What are the most common viral DNA sequences found in human or other mammalian resequencing samples? I have seen there is an NCBI refseq viral genomes link, but what I would like to know is the common viruses found in normal next generation sequencing experiments. http://biostar.stackexchange.com/questions/13679/ncbi-refseq-viral-genomes
Cool question. That's the kind of test I ran a few days ago. I ran BWA with my reads (samples taken from blood) vs RefSeq. My main hit was EBV. Running bwa against EBV-only returned a few good but non-overlapping (depth=1) paired-end hits.
One could take those RefSeq viral genomes as queries and search against either the assembled reads from large genome projects (1000G, Complete Genomics) or even the trace archive.
Of course, the source of the sample matters a lot in this case. Most DNA for human sequencing projects is taken from blood, but not all viruses are found in these cells. Many more virus genomes will be found in human gut microbiome data than any other source with the possible exception of the oral microbiome.
Maybe. Depends when that was done and how much new data (to the SRA and to the viral RefSeq db) have been added since. Such analysis likely needs to be updated regularly. Perhaps it is now your turn to run the analysis.

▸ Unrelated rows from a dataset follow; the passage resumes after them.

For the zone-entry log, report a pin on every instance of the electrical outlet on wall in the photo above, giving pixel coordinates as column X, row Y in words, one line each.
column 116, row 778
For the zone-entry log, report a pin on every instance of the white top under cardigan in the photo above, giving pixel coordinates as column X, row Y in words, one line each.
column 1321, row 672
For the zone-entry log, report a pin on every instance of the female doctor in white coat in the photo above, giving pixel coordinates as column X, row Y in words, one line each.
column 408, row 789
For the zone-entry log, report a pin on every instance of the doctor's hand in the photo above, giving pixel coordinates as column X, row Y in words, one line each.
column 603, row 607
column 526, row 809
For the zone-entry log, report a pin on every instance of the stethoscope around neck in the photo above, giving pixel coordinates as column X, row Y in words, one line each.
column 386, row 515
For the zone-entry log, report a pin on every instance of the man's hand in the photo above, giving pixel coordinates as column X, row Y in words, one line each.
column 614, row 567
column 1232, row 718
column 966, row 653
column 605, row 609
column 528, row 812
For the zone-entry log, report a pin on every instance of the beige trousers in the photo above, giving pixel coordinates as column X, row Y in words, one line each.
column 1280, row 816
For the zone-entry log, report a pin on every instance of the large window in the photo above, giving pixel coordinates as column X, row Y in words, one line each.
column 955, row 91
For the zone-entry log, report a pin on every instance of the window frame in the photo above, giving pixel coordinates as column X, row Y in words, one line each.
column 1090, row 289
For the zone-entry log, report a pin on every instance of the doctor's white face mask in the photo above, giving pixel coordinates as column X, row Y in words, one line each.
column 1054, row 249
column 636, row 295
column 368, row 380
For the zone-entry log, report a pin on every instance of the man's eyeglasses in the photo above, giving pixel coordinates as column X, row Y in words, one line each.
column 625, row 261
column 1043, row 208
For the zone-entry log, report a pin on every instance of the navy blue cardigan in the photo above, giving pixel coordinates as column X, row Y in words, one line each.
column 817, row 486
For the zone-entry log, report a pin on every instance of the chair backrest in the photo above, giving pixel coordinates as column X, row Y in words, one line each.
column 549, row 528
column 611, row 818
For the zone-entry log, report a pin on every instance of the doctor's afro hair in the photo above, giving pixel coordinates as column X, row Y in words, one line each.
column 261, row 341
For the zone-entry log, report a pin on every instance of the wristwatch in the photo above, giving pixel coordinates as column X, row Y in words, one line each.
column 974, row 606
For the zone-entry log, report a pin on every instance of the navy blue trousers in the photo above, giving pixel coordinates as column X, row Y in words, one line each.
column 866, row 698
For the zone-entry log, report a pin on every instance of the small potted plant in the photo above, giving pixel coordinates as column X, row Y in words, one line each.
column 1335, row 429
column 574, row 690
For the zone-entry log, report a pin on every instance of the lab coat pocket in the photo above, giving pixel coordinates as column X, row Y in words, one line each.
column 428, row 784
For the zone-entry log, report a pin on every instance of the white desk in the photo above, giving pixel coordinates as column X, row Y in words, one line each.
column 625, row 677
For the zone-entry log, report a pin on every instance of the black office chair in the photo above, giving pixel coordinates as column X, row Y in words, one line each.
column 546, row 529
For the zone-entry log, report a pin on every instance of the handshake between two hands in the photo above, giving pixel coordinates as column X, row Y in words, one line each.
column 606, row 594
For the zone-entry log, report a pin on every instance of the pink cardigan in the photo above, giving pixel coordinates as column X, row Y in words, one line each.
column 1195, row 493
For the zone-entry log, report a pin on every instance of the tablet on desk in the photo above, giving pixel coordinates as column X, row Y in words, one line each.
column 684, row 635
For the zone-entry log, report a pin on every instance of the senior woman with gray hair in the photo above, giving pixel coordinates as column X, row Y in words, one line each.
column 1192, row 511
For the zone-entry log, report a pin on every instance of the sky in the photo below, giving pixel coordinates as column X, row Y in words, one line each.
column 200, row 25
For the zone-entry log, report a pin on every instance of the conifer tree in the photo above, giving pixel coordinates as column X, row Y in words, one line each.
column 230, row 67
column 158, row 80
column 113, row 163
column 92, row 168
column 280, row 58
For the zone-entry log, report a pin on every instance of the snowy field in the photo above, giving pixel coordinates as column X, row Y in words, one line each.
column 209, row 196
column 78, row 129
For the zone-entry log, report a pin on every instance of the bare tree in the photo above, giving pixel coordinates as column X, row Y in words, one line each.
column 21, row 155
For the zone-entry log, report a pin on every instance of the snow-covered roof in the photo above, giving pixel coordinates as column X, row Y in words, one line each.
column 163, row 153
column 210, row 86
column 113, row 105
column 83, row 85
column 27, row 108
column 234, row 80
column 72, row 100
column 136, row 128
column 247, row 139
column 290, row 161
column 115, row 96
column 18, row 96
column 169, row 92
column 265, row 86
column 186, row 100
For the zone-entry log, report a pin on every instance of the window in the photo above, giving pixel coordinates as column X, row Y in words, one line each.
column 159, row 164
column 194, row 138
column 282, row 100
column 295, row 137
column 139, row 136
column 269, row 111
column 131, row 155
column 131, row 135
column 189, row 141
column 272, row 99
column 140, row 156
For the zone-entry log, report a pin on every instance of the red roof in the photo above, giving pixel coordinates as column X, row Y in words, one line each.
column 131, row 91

I used to align long-read assemblies/BACs/fosmids to virus. As I remember, I did not find any significant hits, except EBV, the virus used for constructing cell lines. I happened to work with a sample from oral scrape. There are certainly virus contaminations, but I simply ignore them as I was not doing a metagenomics project. I have not tried on blood samples. When you work with ancient bones, the pattern of contaminations will be vastly different. As Larry said, it all depends on the source of DNA. I do not think there is something in common generally speaking. If you want to know the "common" virus, you will have a better chance to get the answer from metagenomics projects.
Cool question. That's the kind of test I ran a few days ago. I ran BWA with my reads (samples taken from blood) vs RefSeq. My main hit was EBV. Running bwa against EBV-only returned a few good but non-overlapping (depth=1) paired-end hits.